TV Makers Watching for a Second Record Year of Sales
TVs are big this year--in sales and size.
So big in sales that makers are a little worried about meeting demand in December and January, their biggest sales period.
And so big in size that delivery crews are now packing tools and extra padding to remove doors and squeeze down hallways.
“We run into problems getting into people’s houses, especially in areas of the East and West where homes are smaller,” said Chuck Cebuhar, general manager of the home electronics business at Sears, Roebuck & Co. “They go in with tools they’re going to need to make some tight turns and stand the TVs on ends.”
After going through a slump during the recession from 1990 to ’92, the U.S. TV business is turning in a second consecutive record sales year. About 12 million color TVs were sold from January through July, up 6% from the same period for 1993, according to the Electronics Industries Assn. More than 24 million are expected to be sold in all of 1994, contrasted with 23.1 million last year.
Sales of more expensive projection TVs were up 37%, with more than 125,000 sold through the first seven months of the year.

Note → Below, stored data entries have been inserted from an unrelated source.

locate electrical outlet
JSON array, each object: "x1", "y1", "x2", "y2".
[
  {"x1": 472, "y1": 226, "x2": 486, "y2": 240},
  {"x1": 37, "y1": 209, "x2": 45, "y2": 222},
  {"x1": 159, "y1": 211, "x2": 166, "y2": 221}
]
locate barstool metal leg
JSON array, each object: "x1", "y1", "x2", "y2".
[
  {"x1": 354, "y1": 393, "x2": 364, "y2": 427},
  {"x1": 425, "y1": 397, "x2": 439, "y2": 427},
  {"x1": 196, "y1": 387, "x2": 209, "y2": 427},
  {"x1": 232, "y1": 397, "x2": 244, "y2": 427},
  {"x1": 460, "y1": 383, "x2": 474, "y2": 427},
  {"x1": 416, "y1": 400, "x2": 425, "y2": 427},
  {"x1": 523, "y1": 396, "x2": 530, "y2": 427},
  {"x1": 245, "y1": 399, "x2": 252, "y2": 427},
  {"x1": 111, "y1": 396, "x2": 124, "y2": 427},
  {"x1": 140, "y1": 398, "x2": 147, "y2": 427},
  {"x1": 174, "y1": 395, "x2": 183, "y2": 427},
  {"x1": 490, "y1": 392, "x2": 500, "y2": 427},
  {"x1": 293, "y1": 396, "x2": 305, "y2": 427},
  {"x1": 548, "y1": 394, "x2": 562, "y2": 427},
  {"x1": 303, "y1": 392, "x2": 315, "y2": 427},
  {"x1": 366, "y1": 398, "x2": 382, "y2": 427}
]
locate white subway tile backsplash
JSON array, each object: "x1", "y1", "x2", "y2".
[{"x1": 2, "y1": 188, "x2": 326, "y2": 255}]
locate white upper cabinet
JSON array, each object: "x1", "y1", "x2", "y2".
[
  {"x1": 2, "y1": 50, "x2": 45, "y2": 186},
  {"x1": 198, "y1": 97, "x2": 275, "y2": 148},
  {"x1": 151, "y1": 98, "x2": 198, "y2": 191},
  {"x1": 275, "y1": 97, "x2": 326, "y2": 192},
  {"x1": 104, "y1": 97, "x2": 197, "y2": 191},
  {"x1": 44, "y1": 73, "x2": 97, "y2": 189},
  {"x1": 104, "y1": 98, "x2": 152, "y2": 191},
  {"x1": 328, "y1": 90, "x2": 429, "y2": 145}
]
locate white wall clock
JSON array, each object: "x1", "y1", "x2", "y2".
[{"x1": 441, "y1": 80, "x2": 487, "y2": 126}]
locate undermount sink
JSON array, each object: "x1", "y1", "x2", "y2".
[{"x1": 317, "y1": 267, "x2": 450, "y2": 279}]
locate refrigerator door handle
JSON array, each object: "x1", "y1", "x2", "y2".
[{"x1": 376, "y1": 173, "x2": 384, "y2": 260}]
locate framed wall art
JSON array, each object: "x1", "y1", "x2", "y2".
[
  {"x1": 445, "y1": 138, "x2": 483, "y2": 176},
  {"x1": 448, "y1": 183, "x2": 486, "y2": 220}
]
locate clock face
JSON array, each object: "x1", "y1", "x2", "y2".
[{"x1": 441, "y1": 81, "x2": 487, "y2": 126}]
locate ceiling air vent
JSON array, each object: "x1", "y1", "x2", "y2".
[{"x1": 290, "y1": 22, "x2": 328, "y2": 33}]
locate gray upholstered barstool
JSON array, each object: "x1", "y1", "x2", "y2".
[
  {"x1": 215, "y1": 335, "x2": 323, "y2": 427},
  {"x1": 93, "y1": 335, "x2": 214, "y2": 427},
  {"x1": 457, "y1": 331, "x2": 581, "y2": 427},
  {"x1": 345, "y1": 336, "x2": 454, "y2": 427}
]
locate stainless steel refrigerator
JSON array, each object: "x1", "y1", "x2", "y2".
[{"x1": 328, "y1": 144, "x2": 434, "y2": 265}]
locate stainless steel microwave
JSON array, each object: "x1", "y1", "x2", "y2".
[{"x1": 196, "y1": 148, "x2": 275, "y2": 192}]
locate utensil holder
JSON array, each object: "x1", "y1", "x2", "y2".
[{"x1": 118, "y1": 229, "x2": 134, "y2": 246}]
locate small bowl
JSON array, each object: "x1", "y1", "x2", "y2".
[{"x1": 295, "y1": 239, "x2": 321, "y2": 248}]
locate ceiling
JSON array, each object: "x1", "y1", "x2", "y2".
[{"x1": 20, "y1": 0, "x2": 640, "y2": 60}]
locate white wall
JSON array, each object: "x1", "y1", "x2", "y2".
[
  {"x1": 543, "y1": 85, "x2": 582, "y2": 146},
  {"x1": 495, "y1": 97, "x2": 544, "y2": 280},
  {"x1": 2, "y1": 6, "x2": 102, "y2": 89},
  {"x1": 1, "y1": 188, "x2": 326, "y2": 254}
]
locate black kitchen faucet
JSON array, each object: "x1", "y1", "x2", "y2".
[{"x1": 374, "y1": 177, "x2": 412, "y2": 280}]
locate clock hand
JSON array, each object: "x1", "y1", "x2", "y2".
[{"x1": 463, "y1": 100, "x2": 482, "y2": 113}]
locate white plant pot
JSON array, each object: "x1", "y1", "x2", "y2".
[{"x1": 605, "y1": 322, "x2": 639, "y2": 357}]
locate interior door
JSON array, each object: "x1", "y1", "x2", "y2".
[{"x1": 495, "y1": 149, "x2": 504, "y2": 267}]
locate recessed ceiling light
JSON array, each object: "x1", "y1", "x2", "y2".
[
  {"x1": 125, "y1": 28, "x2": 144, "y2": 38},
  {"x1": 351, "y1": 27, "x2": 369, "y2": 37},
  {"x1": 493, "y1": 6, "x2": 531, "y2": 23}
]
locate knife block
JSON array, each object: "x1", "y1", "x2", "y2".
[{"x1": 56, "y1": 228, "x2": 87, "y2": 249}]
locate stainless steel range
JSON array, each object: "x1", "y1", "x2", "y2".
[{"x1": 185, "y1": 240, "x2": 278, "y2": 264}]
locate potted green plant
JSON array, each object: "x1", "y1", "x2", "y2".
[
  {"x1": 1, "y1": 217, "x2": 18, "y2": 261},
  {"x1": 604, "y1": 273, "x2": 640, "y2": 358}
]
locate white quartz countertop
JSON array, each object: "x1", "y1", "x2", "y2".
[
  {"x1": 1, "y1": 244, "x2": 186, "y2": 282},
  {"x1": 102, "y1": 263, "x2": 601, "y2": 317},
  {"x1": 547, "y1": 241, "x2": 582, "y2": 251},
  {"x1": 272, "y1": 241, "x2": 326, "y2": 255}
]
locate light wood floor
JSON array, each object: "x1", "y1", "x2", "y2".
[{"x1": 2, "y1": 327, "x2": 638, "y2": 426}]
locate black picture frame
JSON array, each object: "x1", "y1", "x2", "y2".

And sales the TV-VCR hybrids that took off in 1993 have been up 55% rate, with more than 1 million sold through July.
The sales figures are being driven by increased consumer confidence and lower prices for models with big screens, executives said.
“While most of us were quite bullish in terms of what we thought the business was going to be like this year, it’s turned out to be a pleasant surprise,” said Gerald McCarthy, an executive with Zenith Electronics Corp.
“I never thought we’d build this many color TV sets,” said Joe Clayton, vice president of sales at Thomsen Electronics, the No. 1 TV maker. It expects to sell 5 million sets this year under the RCA and GE brands.
“It’s higher than expected because the economy’s bounce helped,” Clayton said. “We had a strong ’93 coming back and are having an even stronger ’94.”
It is the drop in prices for larger screen TVs that has fed much of the sales growth. Faced with a price difference of $200 or less, many people who had been considering 19- or 20-inch TVs are buying 25- or 27-inch models. And some owners of mid-size TVs are moving up even though their current TVs are fine.
For the first time, 25-inch models are outselling 19- and 20-inch models, said Cynthia Upson, spokeswoman for the Electronics Industries Assn. The trade group that estimates 42% of all TVs sold in the first seven months of the year had screens 25 inches or larger.